第15話 合流
俺はタブレット端末を取り出す。
「知己、一番近くの馬車を教えてくれ。」
「ナシェ様が乗った馬車が一番近いと思われます。およそ2時間ほどで追いつけます。」
「仕方ないな。」
「喋った!?」
近くにいた全員が不思議そうな目でタブレット端末を見てくる。
「コウさんそれは?」
「あぁ電気を使った地図魔法のアイテムだ。」
「そんなものがあるんですね。」
「こんにちは私は知己と申します。皆さんをサポートさせていただきます。」
「あぁ、よろしくな!知己。」
「よろしくお願いしますわ。」
「よ、よろしくお願いします。」
「よろしくね。」
モニカが俺の方を向いて言った。
「先ほどの分裂した武器も魔法のアイテムですか?」
「あぁ。特別なものだが。」
「そうだったんですね。コウさんってやっぱり頼りになります。」
「ありがとうモニカ。」
「いえいえ」
それを見ていたリークが俺をからかう。
「コウ!ナシェちゃんを悲しませるなよ。」
「あぁナシェが一番大事だ。」
幸い馬2頭が無事なのでリンとモニカ、リークとエンリカ二人ずつ馬に載せ別の馬車を目指す。
「二人ずつ馬に乗ってくれ」
「コウさんあなたはどうするのですか?」
俺は某土人形から教わった魔法をイメージする。
「仕方ないな、マグネティックドール!」
地面から砂鉄でできた黒馬が姿をあら合わす。
俺はそれにまたがる。
「さて、いくか。」
「!?」
みんながそれを見て驚く。
「コウさん、どこまで魔法を極めて・・・・!!」
「普通だよ。」
「そんな・・・」
「もうなれましたわ。」
「俺もコウが何やっても驚かなくなってきたぜ。」
「コウさん、すごいです!」
しばらくしてリンが俺の方を向いて向いて声をかけてくる。
「コウさん、その・・・今度私と魔法試合をお願いできますか?」
「ロウウェルみたいな男ならともかく、女とは戦いたくないな。普通に教えることぐらいしかできない。」
「そうですか・・・。えっ、ロウウェルさんと戦ったことがあるんですか?」
「あぁ、向こうから仕掛けてきてな。返り討ちにしたんだが、あまりいい気持ちでは無かったな。」
周りが驚く
「!?」
「はぁ・・・、やっとコウさんに追いつけたと思ったらまだまだ遠そうですね。」
「そうか?さっきのビームかなりの射程と威力だったぞ。」
「そういう意味じゃなくて・・・・!!」
「お、見えてきたな。
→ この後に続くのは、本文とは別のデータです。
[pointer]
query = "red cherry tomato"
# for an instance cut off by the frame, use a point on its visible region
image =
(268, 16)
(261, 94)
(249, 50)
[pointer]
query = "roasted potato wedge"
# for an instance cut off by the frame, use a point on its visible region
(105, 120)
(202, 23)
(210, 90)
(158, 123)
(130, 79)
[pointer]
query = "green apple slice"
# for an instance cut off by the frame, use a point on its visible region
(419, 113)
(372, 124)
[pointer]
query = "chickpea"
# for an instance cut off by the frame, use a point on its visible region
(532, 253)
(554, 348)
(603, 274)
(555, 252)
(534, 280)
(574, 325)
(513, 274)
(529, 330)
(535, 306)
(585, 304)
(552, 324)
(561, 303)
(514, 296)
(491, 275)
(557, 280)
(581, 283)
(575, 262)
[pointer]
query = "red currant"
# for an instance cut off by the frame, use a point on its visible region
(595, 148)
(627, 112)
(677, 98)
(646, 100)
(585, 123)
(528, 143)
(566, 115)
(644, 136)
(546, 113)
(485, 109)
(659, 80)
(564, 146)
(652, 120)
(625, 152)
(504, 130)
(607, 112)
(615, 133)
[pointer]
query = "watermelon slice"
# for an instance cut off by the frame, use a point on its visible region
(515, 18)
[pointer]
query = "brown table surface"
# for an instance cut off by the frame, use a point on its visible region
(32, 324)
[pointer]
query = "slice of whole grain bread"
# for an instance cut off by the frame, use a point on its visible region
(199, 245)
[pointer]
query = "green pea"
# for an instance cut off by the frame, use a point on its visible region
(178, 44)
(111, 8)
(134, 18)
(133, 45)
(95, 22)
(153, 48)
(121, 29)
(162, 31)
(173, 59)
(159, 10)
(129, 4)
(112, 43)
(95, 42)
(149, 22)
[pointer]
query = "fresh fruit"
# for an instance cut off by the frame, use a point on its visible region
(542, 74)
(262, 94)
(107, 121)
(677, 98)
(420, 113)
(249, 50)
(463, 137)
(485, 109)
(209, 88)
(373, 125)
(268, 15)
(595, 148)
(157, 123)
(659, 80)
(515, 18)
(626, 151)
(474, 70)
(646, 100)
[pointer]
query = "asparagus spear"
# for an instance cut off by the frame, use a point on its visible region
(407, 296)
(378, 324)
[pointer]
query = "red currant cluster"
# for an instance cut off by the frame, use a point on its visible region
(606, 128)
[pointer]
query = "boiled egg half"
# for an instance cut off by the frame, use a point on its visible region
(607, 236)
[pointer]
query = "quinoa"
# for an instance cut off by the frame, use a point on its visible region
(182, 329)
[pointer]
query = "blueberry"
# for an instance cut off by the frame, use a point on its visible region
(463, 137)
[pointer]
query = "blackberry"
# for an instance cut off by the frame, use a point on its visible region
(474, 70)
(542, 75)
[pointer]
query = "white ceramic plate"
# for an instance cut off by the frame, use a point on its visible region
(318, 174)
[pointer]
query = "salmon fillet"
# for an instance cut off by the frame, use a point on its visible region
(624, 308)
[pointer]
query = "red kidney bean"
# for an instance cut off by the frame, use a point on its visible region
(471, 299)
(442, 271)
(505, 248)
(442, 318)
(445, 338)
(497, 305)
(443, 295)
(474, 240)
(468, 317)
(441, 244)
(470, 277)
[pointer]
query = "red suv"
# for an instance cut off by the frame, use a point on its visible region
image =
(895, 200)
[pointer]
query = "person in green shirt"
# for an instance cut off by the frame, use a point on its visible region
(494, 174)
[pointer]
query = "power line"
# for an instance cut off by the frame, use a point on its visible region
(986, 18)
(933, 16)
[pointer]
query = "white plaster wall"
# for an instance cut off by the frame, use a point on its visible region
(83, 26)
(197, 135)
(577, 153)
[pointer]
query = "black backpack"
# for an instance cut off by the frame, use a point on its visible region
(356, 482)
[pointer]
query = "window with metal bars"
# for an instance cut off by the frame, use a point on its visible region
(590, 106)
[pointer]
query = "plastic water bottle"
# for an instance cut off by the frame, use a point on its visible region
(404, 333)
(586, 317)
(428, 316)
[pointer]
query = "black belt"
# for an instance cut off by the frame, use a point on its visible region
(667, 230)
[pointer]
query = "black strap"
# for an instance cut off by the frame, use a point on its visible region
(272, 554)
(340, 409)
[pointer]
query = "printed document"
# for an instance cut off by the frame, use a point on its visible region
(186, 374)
おーいナシェ!」
「コウさんまだ話が・・・・」
俺を見つけたナシェが驚く。
「・・・・?コウ君!?」
「そっちはどうやら無事みたいだな。」
「コウ君、私を心配して来てくれたの!?」
「あぁそれもある。こっちの馬車がモンスターにやられてな。」
「もう!って何その馬!?」
「あぁ、前見せた俺の魔法だよ」
「えぇ!」
周りが驚く。
ナシェの馬車も男2女3という同じ構成だった。
「一応野宿用の道具は持ってきたが。休憩の街まであとどのぐらいだ?」
「1時間ぐらいだよ。」
「まぁもうすぐだな。そこで馬車もなんとかしよう。」
「どうするんだコウ?」
「馬車ぐらい売ってるだろ・・・」
「そういう問題じゃなくてな・・・・」
しばらくすると街の灯が見え皆が安心する。
「街だー」
「よかった。」
「とりあえずみんなは宿屋に行っててくれ。俺は商店で馬車を探してくるよ。」
ナシェがすかさず呟く。
「私も行く!」
「あぁ、わかったよ」
しばらくすると馬小屋のある商店がありそこに寄る。
「少し外で待っててくれ。」
「うん」
「いらっしゃいませー」
「馬車を明日までに用意してもらいたいんだが。」
「お客様・・・馬車となりますと金貨50枚からになりますが。」
「お金ならここにある。」
店主が驚く。
「わかりました・・・。では明日またここへお越しください。」
「あぁありがとう。」
「ありがとうございましたー。」
扉を出るとナシェが待っていた。
「待たせたな」
「ううん。いこっ」
宿への道を戻ろうとすると、怪しい二人組が近づいていた。
「あーこれは面倒くさいパターンだな。飛ぶか・・・」
「えっ?」
俺は地面に鉄板を置き磁力で屋根までナシェを抱えてジャンプした。
「よっと・・・」
「きゃーっ。って・・・すごい綺麗な景色だね。」
「だな・・・」
隣のナシェがもじもじしていた。
「その・・・してくれても・・・。」
「また今度な・・・」
「えー。」
そして俺はナシェを抱え、屋根伝いに宿へと戻った。